I am of the mind that the process of distillation is the second most important discovery in the history of drink, running a close second behind that of fermentation. This has more to do with my predilection of alcoholic beverages, to be sure, but when faced with some of the various results of distilling, it’s difficult to put its discovery behind that of say, pasteurization. In my knowledge, no one has ever been tarred and feathered over the output of various pasteurization plants.

Compare that against the history of the Scots, who took a fair amount of pride in knockin’ around the English Tax Collectors. Or how about the Scotch-Irish immigrants of a young America, who also took umbrage to Tax Collectors in the early 1790′s? They caused such a ruckus that President Washington (himself a fine distiller of Whiskey) had to send over 13,000 troops into Western Pennsylvania to quell what is today known as the Whiskey Rebellion.

Distillation has had its affect upon the history of Pharmacology as well as the history of NASCAR.

Religious folks initially helped promote various distilled spirits, and then later had a hand in the temperance movement, hoping to ban the various spirits.

Governments derive a great deal of income from taxing the spirits, which often runs contrary to the more prurient interests of these countries.

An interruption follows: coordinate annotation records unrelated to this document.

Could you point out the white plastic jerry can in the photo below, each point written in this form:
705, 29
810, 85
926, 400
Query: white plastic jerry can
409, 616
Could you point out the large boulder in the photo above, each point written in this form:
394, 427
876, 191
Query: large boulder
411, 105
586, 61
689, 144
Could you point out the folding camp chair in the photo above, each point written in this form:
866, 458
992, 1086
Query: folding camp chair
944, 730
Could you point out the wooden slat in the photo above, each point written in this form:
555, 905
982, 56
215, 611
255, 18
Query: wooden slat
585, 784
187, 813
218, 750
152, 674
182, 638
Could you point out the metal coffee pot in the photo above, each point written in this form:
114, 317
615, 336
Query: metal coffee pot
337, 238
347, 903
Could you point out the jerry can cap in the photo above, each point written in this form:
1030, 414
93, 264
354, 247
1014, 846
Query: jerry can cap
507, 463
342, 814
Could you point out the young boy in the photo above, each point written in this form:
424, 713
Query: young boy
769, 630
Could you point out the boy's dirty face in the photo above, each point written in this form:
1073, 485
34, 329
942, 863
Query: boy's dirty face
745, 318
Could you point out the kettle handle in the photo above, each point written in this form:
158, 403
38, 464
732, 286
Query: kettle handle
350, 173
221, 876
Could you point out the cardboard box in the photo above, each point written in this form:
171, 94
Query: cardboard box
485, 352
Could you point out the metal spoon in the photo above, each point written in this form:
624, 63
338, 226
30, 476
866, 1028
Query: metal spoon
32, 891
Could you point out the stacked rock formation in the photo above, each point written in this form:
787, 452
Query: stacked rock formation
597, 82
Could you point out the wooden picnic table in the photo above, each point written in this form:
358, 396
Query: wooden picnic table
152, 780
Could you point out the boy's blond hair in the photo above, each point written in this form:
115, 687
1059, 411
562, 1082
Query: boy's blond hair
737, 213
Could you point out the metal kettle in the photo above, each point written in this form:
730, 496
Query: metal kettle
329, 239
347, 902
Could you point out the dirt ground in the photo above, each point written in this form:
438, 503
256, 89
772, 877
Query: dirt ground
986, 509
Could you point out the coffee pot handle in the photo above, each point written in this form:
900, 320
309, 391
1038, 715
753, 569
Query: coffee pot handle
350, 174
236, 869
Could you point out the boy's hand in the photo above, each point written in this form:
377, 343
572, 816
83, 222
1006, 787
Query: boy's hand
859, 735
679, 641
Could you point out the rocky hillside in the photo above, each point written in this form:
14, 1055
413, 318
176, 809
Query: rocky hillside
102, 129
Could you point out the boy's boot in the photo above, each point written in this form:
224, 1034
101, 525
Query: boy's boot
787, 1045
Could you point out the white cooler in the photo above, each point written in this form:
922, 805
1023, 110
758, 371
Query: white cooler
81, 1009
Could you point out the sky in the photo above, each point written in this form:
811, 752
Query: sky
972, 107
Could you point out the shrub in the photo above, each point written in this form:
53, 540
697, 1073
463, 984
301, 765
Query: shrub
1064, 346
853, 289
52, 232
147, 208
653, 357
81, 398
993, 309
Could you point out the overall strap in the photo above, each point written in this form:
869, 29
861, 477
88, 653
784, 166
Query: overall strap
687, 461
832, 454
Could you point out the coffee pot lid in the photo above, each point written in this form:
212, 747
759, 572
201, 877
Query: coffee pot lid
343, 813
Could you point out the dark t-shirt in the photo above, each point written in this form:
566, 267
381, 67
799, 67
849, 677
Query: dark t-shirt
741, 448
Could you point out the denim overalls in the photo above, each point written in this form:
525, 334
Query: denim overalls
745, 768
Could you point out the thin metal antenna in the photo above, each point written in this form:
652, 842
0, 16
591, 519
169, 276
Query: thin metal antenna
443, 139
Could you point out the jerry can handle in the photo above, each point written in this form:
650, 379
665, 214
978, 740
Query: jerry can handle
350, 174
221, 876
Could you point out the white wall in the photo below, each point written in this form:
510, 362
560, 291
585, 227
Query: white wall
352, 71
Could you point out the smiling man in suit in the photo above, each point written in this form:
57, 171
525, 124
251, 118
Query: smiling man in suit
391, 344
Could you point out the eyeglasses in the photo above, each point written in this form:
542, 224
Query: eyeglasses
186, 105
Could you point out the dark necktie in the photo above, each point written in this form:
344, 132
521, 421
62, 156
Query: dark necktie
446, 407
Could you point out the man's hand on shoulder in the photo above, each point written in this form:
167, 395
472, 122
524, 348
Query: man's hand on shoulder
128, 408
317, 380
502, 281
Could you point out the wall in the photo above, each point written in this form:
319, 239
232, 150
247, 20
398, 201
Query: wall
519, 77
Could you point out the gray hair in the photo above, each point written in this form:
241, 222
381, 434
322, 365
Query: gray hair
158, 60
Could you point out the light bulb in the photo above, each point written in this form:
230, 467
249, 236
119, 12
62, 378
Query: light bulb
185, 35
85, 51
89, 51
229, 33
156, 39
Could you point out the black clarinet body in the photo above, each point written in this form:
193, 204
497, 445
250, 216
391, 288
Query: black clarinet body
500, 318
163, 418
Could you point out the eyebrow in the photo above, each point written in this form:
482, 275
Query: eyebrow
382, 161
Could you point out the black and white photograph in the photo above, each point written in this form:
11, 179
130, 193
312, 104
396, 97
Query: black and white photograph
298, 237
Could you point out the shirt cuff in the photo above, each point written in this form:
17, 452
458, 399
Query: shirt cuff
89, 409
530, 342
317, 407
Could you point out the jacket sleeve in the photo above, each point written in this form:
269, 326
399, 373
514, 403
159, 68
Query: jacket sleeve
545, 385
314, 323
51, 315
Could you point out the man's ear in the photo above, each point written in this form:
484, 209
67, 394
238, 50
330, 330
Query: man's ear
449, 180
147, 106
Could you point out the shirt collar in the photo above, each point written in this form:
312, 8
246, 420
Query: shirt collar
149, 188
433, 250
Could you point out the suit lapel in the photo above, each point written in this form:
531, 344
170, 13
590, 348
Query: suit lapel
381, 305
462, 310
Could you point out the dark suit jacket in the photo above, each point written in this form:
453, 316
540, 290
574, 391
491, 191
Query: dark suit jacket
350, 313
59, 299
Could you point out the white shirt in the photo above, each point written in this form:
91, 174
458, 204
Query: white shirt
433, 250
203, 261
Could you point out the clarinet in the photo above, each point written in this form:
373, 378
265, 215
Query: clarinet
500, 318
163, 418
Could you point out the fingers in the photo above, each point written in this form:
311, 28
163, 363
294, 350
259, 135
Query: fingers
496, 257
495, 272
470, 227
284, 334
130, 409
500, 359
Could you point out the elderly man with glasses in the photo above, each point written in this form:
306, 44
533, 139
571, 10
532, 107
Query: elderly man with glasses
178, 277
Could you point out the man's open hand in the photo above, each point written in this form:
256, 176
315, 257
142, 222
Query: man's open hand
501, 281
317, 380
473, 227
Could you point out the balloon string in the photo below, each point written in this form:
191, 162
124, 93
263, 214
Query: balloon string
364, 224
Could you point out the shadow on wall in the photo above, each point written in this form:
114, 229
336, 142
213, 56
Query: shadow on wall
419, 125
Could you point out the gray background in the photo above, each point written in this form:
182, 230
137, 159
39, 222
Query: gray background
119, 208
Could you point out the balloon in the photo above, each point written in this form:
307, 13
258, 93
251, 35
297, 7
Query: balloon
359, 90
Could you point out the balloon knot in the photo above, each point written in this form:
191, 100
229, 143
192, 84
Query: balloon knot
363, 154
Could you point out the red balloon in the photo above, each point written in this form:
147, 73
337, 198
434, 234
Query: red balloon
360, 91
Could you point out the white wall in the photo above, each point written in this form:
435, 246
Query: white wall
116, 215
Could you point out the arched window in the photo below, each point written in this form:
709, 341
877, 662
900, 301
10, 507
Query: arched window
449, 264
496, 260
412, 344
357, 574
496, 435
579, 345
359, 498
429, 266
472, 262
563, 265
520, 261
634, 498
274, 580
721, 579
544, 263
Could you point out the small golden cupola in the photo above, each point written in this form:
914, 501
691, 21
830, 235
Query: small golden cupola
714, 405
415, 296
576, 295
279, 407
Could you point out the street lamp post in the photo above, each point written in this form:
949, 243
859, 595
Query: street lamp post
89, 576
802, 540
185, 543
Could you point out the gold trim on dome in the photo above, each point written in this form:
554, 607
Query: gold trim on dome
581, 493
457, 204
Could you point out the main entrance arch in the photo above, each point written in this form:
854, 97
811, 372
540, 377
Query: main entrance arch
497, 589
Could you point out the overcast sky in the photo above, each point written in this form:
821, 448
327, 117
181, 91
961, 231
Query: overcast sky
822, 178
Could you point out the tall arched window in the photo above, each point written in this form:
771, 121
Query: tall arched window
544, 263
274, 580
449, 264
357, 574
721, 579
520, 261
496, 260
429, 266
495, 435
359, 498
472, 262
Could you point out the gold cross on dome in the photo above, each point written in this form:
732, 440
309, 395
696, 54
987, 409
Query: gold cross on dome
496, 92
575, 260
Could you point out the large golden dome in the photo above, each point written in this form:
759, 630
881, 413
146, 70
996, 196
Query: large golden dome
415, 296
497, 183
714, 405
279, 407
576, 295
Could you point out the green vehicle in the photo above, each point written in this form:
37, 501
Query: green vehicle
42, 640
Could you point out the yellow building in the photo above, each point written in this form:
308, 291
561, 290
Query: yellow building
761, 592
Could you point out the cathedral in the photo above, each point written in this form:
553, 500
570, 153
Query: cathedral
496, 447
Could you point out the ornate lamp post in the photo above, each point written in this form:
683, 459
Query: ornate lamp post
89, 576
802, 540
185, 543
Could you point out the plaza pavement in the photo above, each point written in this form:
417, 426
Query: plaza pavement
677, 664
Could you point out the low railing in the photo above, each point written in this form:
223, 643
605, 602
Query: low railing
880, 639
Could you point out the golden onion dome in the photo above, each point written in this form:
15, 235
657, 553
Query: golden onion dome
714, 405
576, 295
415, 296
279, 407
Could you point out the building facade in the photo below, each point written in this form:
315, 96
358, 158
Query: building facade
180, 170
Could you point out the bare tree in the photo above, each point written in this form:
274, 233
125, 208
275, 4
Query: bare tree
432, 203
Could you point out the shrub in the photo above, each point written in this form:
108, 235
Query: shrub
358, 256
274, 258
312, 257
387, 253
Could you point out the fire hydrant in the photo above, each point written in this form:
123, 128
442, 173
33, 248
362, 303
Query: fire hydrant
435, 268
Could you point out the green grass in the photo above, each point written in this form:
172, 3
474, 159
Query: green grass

The production of Rum helped initiate the slave trade in the Western Hemisphere, while Gin created a problem so large London, that today it’s often equated to the crack epidemic of the late 1980′s/ early 1990′s. Distilled spirits have killed more people than marijuana, yet it’s more socially acceptable to have a shot of tequila than it is to take a toke from a bong.

I bring all this up, as I”ve been doing a fair amount of research of various liquors out there. You will undoubtedly be seeing the results of that within these here posts. Expect mucho information over the next few weeks.